It has been a fairly uneventful overnight session in markets with familiar stories such as COVID19 vaccine news, US fiscal stimulus negotiations and Brexit hogging the headlines but not much of it moving the market. US and European equities show small gains, the US 10-year rate is down slightly and currencies are little moved. The NZD has been treading water centred around 0.7040.
S&P500 futures were trading with a negative bias through the Asian trading session but there are just too many bulls out there to drive equities lower after reaching new highs. The S&P500 opened weaker but has pulled itself into positive territory. The CBOE’s put-call volume ratio is showing warning signs of complacency, moving to its lowest level since 2000, suggesting how investors are positioned – preparing for further upside in the market, not downside.
In overnight news, the US FDA reported that the Pfizer-BioNtech COVID19 vaccine is highly effective in preventing the virus and there are no safety concerns that would prevent it being granted an emergency-use authorisation. The report comes ahead of a public meeting later this week, after which the virus is likely to be cleared for use.
The latest news on US fiscal stimulus package negotiations is that Republican Senate leader McConnell is involved in the talks – meeting with top White House officials – but has so far not endorsed the bipartisan $900b proposal. McConnell is opposed to the all-or-nothing approach and is still looking to a more targeted bill around the $500b mark. Two key roadblocks are the proposed aid provided to states – anathema to McConnell – and the protection for businesses on liability from COVID19-related lawsuits.
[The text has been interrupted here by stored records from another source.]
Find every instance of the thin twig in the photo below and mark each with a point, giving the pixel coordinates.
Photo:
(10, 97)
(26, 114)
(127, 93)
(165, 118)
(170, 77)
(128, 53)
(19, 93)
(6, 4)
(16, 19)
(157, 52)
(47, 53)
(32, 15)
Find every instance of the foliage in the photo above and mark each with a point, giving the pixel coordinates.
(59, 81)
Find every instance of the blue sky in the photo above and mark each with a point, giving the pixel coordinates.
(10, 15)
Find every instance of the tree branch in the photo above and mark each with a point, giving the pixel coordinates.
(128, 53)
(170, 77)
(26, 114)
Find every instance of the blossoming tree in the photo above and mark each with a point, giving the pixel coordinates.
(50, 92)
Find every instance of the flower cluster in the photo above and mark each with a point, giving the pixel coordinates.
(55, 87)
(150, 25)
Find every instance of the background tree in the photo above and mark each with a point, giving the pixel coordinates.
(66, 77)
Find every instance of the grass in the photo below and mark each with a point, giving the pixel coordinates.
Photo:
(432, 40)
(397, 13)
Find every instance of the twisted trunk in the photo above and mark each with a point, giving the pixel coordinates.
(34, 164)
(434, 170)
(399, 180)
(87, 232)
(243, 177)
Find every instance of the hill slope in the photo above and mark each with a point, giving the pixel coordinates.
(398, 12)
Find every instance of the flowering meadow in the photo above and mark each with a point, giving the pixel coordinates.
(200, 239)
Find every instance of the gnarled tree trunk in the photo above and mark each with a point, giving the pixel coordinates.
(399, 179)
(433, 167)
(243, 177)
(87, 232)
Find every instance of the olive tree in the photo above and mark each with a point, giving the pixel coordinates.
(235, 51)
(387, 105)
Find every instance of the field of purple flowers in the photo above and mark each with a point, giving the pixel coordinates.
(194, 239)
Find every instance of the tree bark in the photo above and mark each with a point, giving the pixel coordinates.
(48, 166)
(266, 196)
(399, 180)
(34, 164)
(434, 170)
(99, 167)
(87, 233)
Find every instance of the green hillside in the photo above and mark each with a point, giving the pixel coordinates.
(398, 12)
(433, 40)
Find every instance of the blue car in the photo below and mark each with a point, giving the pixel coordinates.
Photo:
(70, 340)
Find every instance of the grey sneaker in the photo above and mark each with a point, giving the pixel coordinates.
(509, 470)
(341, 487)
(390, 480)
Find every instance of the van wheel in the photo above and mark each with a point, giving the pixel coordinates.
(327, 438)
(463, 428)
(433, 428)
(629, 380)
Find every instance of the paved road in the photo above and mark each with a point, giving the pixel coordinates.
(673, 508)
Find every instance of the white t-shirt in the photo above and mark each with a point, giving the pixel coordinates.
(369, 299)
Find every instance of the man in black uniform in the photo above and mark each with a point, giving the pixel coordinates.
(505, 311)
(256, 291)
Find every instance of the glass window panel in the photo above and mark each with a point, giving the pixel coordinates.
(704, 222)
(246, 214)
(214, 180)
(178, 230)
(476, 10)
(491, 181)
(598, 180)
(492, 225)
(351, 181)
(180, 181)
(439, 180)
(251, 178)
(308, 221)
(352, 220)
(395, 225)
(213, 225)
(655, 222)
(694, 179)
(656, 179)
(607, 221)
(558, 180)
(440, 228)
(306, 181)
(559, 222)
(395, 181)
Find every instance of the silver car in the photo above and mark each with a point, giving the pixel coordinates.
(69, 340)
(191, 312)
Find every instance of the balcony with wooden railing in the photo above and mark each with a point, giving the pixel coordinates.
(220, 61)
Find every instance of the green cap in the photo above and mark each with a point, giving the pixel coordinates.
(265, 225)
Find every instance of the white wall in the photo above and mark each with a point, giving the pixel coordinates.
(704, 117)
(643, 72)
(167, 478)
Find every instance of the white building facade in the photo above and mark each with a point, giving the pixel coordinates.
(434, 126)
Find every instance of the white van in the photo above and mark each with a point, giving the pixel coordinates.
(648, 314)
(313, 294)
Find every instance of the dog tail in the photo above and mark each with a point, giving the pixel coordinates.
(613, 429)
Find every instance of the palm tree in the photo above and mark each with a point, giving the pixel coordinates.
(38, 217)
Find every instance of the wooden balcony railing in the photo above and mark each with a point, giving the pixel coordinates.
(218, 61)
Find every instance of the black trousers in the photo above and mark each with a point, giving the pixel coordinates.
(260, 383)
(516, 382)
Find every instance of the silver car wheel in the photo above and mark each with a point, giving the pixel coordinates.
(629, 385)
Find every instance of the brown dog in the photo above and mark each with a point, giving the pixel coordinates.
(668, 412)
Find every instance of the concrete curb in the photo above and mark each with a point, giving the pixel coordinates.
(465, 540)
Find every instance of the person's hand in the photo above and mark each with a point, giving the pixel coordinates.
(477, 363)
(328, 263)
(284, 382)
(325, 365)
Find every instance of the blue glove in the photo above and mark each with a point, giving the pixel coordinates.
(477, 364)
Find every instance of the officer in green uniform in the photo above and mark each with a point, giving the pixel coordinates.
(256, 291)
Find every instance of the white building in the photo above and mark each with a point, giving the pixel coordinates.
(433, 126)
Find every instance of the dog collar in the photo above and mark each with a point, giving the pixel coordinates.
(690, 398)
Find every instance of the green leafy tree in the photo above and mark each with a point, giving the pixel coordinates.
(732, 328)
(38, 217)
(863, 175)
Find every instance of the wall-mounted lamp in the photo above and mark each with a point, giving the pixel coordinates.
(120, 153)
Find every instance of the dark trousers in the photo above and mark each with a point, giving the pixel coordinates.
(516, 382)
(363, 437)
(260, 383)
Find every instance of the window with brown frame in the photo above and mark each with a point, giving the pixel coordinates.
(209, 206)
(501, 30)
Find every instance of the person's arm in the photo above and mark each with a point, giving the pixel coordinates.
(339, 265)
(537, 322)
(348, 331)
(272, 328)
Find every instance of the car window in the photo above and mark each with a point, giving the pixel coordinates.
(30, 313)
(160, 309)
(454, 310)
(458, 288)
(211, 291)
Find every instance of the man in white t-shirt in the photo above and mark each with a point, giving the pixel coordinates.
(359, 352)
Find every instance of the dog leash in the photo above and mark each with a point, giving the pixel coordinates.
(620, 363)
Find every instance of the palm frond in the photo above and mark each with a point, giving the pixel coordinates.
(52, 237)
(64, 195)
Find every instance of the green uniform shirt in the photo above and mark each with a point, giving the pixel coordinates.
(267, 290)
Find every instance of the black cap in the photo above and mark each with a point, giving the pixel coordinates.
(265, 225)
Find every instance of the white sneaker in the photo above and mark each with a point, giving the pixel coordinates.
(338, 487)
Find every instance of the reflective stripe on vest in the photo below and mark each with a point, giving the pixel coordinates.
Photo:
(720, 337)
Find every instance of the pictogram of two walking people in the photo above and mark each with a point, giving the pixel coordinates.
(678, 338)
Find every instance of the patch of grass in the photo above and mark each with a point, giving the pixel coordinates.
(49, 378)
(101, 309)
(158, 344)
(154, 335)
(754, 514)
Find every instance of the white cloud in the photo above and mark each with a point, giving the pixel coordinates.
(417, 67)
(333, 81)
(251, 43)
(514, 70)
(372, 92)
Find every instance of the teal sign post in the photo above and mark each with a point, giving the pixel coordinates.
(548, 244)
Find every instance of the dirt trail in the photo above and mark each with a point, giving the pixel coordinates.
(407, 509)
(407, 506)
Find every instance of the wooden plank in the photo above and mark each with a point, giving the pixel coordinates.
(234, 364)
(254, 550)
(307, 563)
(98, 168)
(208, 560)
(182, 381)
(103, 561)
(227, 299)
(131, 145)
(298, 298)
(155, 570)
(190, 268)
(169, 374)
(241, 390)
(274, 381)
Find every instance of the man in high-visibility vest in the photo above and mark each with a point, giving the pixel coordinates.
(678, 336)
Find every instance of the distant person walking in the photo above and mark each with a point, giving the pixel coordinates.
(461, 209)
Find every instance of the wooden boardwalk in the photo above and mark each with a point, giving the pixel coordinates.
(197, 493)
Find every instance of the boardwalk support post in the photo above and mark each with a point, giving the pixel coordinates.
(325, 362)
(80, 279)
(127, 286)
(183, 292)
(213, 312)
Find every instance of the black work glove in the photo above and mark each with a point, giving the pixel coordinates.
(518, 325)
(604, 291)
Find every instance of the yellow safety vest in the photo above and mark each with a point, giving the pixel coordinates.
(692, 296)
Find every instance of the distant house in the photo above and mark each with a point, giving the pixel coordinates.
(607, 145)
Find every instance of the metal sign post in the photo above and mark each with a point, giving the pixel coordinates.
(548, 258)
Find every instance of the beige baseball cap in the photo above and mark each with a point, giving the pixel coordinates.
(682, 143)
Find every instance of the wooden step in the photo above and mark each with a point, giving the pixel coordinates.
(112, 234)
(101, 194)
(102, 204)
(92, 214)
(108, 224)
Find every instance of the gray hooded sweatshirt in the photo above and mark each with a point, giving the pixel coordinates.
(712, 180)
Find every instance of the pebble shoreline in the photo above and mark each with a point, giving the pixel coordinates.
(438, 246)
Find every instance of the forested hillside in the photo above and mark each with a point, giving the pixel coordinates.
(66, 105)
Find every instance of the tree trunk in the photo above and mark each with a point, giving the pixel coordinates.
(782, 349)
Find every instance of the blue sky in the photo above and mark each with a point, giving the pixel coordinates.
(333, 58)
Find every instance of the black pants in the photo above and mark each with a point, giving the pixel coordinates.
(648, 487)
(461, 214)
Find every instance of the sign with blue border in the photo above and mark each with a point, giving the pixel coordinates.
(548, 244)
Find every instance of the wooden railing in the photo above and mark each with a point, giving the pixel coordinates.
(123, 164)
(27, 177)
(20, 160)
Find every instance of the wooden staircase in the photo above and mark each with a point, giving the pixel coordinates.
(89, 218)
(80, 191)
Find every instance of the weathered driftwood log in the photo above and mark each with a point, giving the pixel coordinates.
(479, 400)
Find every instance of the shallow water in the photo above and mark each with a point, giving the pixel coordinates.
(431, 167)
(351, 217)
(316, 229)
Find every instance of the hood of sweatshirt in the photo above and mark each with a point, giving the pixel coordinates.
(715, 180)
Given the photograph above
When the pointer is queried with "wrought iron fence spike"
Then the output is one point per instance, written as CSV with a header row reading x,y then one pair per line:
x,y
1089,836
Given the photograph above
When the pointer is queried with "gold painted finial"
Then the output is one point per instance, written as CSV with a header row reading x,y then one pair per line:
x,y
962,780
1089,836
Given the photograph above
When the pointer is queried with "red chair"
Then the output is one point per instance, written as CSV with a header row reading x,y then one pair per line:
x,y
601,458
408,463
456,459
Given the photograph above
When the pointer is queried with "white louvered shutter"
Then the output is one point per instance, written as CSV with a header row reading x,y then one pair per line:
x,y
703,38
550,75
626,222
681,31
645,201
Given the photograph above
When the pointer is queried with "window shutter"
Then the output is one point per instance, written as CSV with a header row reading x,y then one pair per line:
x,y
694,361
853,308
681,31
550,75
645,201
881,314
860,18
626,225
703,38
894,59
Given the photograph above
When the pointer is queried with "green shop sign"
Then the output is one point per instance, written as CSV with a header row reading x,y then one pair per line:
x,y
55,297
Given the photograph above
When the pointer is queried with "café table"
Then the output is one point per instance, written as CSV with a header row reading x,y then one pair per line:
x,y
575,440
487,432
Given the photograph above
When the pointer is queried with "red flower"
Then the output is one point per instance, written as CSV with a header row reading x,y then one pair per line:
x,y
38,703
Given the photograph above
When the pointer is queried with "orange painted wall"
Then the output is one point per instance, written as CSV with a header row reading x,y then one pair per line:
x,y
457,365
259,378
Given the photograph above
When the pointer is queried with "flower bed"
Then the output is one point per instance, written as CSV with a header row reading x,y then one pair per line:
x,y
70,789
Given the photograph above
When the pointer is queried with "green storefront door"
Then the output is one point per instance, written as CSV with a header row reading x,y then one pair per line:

On Brexit, the UK government will drop controversial clauses of the UK Internal Market Bill that would break international law and have allowed ministers the power to override parts of the UK-EU Withdrawal Agreement. This was seen as a necessary, but not sufficient condition to get a deal done. Meanwhile Chief EU negotiator Barnier is reported to have said that the chances of reaching a deal with the UK were now “very slim” and that “we are close to the moment of needing urgent measures – a contingency plan for a no deal”. The next move is for UK PM to meet in person with EC President von der Leyen in Brussels, scheduled tomorrow morning NZ time.
Only second-tier economic data were released and they were ignored by the market – Germany’s ZEW survey of investors showing increased optimism, and the US small business survey showing reduced optimism. The US 10-year rate has traded an overnight range of 0.89-0.94% and currently sits at 0.91%, down 2bps from the NZ close.
Currency markets show only small movements overnight. Brexit noise saw GBP make two attempts to trade below 1.33 but apart from that has largely tracked sideways centred around 1.3350. The NZD has been locked in a range of about 0.7025-0.7055 over the past 24 hours, currently trading just above the mid-point of that this morning. Slight outperformance versus the AUD sees the NZD/AUD return to 0.95.
The domestic rates market was quiet yesterday, with many fund managers out of the office attending a conference. There was a slight downside bias to rates, driven by offshore factors.
The RBNZ reported the results of its first Funding for Lending operation on Monday and there was zero uptake by the banks. Banks are currently flush with cash so there is no urgency to rush in. Future take-up will be driven by upcoming maturities of existing wholesale debt and the desired smoothing of forward funding needs over the coming year. The announcement of the scheme back in August has already been instrumental in reducing term deposit rates and thereby bank funding costs.
The Bank of Canada is widely expected to leave monetary unchanged at its meeting overnight, including no change to its quantitative easing programme.